The experiment in this section mainly discusses the influence of changes in state noise covariance Q and observation noise covariance R in Kalman filter parameters on the prediction performance of the model. Q and R are the initial parameters in the Kalman filter algorithm, and their values represent the confidence of the Kalman filter to the predicted value of the model and the actual observed value, respectively, thus affecting the correction ability of the predicted value of the model. It should be noted that in the actual calculation process, Q and R do not affect the Kalman filter process alone. According to Formulas (22) and (23), Q and R jointly determine the calculation process of Kalman filter gain. Therefore, this experiment will discuss the change of the prediction ability of the model under the conditions of $Q\in [0,20]$ and $R\in [0,20]$, when the observed value density is 0.5 and the tensor densities are 0.1, 0.3, and 0.5, respectively. The experimental results are as follows.

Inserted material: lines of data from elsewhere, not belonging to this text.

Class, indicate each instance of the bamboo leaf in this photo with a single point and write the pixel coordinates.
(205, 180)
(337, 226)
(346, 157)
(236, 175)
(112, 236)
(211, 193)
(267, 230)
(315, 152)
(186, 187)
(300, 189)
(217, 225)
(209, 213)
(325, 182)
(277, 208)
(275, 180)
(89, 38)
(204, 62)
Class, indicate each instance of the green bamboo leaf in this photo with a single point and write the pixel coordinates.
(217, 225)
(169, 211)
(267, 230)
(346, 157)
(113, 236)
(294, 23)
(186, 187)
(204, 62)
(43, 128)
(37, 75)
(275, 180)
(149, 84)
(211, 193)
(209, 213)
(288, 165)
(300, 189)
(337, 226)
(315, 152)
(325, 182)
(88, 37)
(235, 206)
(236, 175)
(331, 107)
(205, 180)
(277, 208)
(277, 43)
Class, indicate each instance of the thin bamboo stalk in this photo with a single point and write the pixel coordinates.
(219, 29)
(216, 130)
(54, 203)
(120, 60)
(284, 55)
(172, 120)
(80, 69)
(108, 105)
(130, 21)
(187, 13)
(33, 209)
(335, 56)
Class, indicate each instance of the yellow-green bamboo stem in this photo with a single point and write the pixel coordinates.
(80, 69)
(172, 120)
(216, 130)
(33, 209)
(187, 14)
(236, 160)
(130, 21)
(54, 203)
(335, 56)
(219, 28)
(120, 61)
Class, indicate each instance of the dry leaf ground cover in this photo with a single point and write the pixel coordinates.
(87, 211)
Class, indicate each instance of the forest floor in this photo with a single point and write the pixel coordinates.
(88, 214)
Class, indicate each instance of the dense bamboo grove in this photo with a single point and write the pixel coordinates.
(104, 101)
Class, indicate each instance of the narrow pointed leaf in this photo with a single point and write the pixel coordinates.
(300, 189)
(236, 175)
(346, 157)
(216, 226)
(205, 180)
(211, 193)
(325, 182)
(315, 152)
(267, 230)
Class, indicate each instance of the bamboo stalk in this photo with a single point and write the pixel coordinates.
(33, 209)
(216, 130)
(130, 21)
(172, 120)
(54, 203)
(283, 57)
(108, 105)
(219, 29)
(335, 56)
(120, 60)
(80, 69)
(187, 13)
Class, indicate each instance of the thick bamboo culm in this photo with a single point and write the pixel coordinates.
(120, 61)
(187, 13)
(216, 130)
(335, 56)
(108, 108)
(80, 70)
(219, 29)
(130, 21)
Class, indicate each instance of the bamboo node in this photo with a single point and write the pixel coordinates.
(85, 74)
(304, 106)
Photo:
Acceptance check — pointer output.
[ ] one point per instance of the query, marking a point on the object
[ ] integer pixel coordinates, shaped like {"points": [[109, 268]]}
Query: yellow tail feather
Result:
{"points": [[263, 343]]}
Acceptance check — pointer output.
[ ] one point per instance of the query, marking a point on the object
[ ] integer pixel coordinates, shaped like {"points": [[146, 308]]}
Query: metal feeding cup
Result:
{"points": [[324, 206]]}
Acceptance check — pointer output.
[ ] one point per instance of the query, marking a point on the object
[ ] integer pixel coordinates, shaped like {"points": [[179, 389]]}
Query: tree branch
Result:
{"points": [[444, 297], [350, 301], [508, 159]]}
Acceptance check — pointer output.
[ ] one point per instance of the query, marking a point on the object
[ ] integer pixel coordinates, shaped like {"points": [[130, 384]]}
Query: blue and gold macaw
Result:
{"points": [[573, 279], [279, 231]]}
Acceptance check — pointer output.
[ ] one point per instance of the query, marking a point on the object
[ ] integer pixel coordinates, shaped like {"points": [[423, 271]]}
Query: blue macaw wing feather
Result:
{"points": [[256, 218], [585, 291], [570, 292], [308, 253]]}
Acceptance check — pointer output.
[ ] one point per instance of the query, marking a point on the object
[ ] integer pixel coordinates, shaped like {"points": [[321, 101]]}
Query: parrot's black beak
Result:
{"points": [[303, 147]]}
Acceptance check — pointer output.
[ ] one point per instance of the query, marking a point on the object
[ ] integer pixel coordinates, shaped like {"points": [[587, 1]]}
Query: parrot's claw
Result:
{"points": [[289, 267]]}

As shown in Figure 10, the three-dimensional chart is composed of the x-axis as the state noise covariance Q, the y-axis as the observation noise covariance R, and the z-axis as the model evaluation indicators RMSE and MAE, respectively. From the chart, it can be concluded that the changes of R and Q values have an important impact on the prediction accuracy of the model. Specifically, with the continuous improvement of tensor density, the overall prediction accuracy of the model is also rising. Further, in each group of experiments, when the R value decreases and Q value increases, RMSE and MAE decline as a whole, and the prediction ability of the model increases; This is because with the decrease of R value and the increase of Q value, the gain value of Kalman filter will increase, the ability of Kalman filter to correct the predicted value of the model will be enhanced, and the prediction accuracy will also be improved. From this analysis, we can draw a conclusion: the changes of Kalman filter parameters R and Q have a significant impact on the prediction accuracy of the model. When initializing Kalman filter parameters, increasing Q and decreasing R will further improve the prediction accuracy of the model.

5. Conclusions

This study introduces MFDK, a novel dynamic QoS prediction approach. The approach is divided into three sections. To begin, non-negative Tucker decomposition is used to fill in the sparse values in historical data; after that, the historical QoS data is transformed into training data, which is then transferred to the CNN-BiLSTM deep learning model we built for training, and the QoS value of the future time slice is predicted. Finally, the prediction values are adjusted using the real-time QoS method introduced in this research, which combines the real observation values with the Kalman filter to obtain more accurate QoS prediction data. The MFDK model successfully handles the challenges of historical QoS data filling and real-time QoS data fusion via trials. Experiments on the WS-dream dataset revealed that the MFDK model outperforms the classic dynamic QoS prediction approach.

In the future work, the development direction of the MFDK model will be investigated in two aspects: on the one hand, it will continue to improve the filling ability of sparse QoS data. Information such as user geographic location and user–service–similarity relationships can be combined to make the historical data filling results of the MFDK model more accurate; on the other hand, the performance of the deep learning network will be improved so that the ability of the new neural network to capture time series features can be enhanced.